Here's an interesting story which is highly relevant to parts of the UK at the moment, where a prolonged drought has been followed by intense, heavy rainfall in the past few weeks. Are those heavy soils really suddenly waterlogged, or is it just surface water sitting on top of a compacted soil layer which is hiding drought-induced cracks further down?
BrightSurf.com reports that deep cracks in soil can remain open underground even after they have visibly sealed on the surface, a new study has found. The results could have important implications for agricultural management around the timing and intensity of water and pesticide applications.
Cracks in the soil, which open up when the soil is particularly dry, provide "preferential pathways" allowing water to flow much faster than it would through non-cracked soil, rapidly transporting nutrients and pesticides beyond the crops' root-zone. If the plants can't access the water it has effectively been wasted.
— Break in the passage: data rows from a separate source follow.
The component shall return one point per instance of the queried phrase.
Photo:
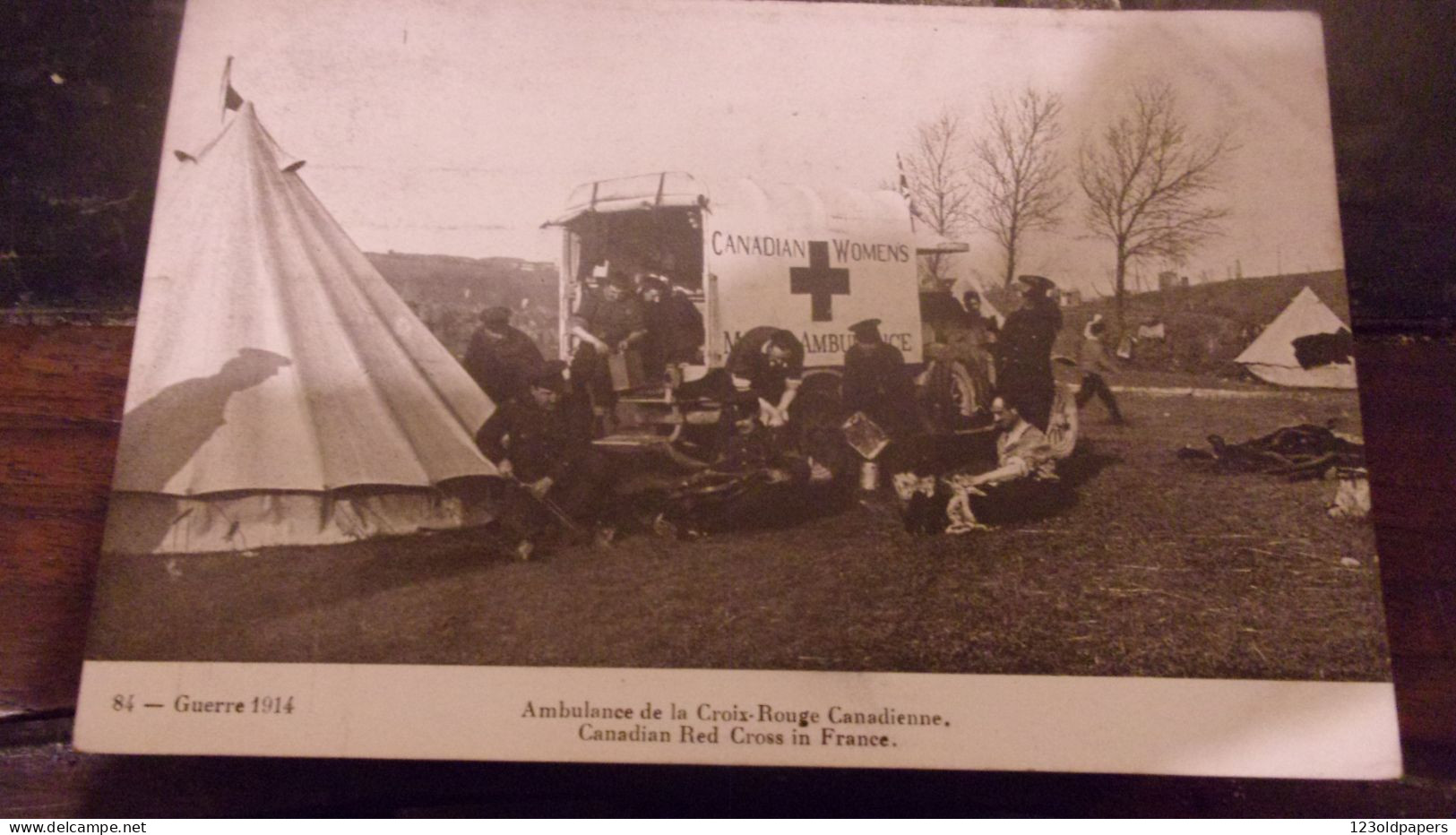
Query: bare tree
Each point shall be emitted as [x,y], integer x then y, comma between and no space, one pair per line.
[938,186]
[1017,174]
[1148,181]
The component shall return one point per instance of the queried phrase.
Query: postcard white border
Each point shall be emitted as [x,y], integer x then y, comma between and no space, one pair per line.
[994,722]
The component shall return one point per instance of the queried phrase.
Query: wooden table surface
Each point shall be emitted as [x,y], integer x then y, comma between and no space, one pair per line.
[58,419]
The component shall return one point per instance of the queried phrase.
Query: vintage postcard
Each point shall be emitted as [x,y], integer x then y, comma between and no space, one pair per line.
[745,383]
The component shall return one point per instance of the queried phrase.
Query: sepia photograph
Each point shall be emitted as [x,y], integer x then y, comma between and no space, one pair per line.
[745,336]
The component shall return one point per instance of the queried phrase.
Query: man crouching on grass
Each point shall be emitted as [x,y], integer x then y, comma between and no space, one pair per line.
[1024,483]
[555,476]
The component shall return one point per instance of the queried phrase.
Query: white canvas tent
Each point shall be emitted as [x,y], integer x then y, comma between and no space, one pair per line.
[280,392]
[1271,355]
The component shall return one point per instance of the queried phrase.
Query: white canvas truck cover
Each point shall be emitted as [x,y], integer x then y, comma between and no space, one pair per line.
[808,261]
[811,263]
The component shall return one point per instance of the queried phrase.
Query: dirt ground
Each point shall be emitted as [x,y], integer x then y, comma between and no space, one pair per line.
[1158,569]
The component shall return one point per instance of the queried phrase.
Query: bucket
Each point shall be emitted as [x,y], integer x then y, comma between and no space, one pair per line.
[869,476]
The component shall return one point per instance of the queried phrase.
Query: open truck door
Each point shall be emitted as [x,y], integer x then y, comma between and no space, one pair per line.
[747,254]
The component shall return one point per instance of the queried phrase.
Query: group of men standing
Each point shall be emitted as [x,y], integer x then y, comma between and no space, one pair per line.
[542,429]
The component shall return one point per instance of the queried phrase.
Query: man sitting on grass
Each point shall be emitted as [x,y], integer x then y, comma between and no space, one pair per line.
[1022,485]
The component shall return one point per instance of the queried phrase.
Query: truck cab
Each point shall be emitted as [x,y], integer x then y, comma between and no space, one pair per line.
[749,254]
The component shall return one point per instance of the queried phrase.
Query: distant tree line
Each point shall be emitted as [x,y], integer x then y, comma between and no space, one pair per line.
[1148,184]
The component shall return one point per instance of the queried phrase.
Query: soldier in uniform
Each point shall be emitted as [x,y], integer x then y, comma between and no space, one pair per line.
[875,382]
[558,473]
[610,322]
[675,328]
[772,361]
[1024,358]
[501,358]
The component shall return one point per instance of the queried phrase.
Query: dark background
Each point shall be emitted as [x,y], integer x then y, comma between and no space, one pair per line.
[77,163]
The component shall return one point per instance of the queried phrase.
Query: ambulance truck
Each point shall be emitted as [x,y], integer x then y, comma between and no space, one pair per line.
[808,261]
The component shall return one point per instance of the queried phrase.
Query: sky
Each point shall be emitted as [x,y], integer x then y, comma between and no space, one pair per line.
[459,127]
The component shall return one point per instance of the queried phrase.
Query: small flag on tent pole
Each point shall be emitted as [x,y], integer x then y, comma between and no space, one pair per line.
[904,191]
[230,99]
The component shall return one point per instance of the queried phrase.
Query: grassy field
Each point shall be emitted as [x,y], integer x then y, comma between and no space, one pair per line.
[1159,569]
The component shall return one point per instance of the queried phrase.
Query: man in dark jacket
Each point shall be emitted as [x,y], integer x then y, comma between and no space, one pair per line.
[875,382]
[772,361]
[501,358]
[552,461]
[1024,357]
[675,328]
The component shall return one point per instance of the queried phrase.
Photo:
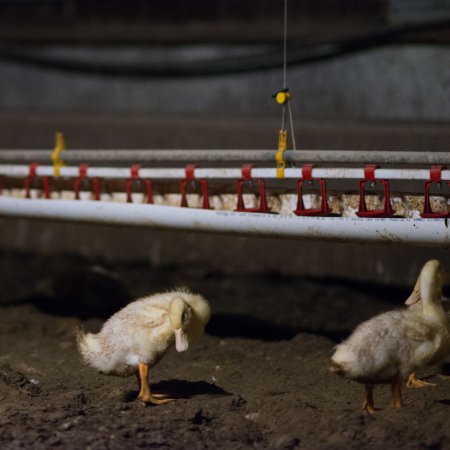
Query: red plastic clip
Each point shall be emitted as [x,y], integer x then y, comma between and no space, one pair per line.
[246,178]
[83,177]
[369,175]
[190,179]
[45,181]
[135,179]
[323,210]
[435,177]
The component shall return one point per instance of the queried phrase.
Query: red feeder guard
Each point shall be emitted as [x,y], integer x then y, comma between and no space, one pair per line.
[135,178]
[323,210]
[190,178]
[369,175]
[435,177]
[83,176]
[246,178]
[45,181]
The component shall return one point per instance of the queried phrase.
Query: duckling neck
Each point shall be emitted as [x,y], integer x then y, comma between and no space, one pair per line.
[434,311]
[432,304]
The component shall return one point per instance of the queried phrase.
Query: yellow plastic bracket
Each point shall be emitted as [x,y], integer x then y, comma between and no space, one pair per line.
[60,145]
[282,97]
[279,156]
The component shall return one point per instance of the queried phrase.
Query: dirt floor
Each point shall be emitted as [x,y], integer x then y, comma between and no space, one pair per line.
[258,379]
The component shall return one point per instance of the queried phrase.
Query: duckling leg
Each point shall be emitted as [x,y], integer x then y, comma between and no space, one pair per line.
[145,393]
[368,405]
[396,387]
[414,382]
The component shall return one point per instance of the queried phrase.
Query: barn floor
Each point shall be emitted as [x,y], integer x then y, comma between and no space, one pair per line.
[258,379]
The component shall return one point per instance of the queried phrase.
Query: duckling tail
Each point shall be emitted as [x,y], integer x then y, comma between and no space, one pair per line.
[336,368]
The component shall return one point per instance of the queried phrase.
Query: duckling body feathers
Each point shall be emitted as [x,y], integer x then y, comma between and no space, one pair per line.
[390,344]
[142,332]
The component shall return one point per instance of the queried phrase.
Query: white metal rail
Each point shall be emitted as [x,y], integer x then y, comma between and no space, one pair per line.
[224,173]
[421,232]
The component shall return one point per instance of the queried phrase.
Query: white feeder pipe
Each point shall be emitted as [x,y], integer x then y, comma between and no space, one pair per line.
[224,173]
[420,232]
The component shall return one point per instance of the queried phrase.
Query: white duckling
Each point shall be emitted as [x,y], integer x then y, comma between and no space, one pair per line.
[414,302]
[137,336]
[393,344]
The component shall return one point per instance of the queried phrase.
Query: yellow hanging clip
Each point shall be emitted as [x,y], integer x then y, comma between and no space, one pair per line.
[279,155]
[60,145]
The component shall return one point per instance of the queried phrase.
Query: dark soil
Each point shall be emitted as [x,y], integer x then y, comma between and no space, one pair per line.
[258,379]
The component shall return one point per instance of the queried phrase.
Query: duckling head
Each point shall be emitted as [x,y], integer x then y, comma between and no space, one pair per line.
[429,284]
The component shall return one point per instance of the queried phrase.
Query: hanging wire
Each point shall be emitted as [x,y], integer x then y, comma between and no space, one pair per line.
[287,104]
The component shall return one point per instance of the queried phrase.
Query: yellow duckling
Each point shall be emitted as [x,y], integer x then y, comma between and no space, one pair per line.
[393,344]
[137,336]
[414,301]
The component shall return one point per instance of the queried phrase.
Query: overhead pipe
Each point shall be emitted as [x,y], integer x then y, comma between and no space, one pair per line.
[417,232]
[243,156]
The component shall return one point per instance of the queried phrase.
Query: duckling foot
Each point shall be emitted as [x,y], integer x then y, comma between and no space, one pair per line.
[145,393]
[156,399]
[370,408]
[368,405]
[414,382]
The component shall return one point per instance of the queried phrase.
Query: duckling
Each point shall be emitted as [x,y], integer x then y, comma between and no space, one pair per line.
[136,337]
[393,344]
[414,302]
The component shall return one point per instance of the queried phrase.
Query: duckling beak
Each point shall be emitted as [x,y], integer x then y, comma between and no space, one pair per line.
[446,277]
[181,340]
[415,295]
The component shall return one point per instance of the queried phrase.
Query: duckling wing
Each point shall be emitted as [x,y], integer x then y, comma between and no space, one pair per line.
[154,316]
[416,330]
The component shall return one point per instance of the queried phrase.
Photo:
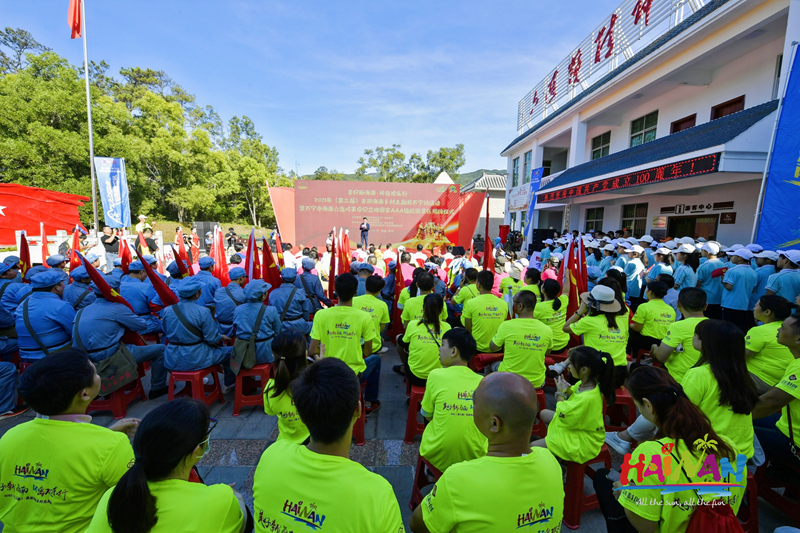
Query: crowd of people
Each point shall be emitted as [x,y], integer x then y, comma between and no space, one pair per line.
[705,339]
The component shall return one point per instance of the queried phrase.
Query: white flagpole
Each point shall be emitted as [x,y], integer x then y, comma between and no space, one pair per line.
[89,114]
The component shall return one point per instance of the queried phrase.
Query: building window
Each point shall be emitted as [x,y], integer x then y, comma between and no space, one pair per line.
[643,129]
[727,108]
[634,219]
[683,124]
[526,168]
[515,173]
[594,219]
[600,145]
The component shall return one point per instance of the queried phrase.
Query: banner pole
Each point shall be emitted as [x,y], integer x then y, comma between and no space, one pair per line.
[89,116]
[760,202]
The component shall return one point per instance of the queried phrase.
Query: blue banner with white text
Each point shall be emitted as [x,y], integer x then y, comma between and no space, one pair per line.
[779,227]
[113,186]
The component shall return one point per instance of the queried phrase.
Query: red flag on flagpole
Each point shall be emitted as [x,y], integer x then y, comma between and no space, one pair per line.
[24,254]
[74,18]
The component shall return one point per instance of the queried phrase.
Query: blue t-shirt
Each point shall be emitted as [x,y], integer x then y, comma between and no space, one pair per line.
[711,286]
[744,281]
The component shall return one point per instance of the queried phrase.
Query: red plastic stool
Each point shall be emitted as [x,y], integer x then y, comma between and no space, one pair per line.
[421,481]
[358,428]
[748,515]
[246,382]
[540,428]
[413,426]
[616,415]
[575,501]
[117,402]
[194,385]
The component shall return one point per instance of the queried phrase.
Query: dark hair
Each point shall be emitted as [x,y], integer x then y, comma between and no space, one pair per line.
[486,279]
[723,350]
[374,284]
[326,396]
[463,341]
[432,306]
[346,286]
[289,349]
[552,289]
[692,299]
[533,275]
[167,435]
[678,418]
[49,385]
[601,365]
[781,307]
[658,288]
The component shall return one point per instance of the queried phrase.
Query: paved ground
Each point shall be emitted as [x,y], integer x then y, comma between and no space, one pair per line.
[237,444]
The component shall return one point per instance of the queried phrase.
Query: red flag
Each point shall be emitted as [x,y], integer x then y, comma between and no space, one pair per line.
[74,18]
[105,289]
[74,260]
[24,254]
[165,293]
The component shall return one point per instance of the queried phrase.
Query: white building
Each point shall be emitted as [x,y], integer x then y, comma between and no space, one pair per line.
[661,128]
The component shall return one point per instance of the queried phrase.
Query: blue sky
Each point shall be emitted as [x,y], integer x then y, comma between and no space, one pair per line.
[324,80]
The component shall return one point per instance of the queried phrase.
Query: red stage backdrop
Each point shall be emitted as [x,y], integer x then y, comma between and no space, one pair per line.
[22,208]
[398,213]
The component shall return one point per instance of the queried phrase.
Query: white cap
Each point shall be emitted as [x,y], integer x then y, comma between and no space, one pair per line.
[767,254]
[635,248]
[743,252]
[791,255]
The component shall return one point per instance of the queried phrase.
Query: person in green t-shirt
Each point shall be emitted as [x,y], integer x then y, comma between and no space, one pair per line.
[372,304]
[524,340]
[575,430]
[513,486]
[291,357]
[651,320]
[155,494]
[451,436]
[777,439]
[483,314]
[767,359]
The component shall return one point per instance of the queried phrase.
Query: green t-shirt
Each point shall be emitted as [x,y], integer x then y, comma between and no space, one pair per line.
[554,319]
[451,436]
[413,309]
[378,310]
[498,494]
[423,350]
[289,423]
[599,336]
[657,316]
[53,473]
[525,343]
[672,511]
[771,358]
[340,330]
[465,294]
[577,431]
[184,506]
[702,388]
[684,357]
[487,312]
[788,384]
Studying this preferential flow, the researchers have found that surface appearances can be deceiving. "We showed that soil cracks that developed in dry periods remain open as preferential flow paths, even after the cracks are visually closed," said lead author Dr Anna-Katrin Greve, a postdoctoral fellow with UNSW's Connected Waters Initiative. She found, however, that lower water application / irrigation intensity will give soil cracks time to close and more frequent irrigations could prevent the soil cracks from reforming.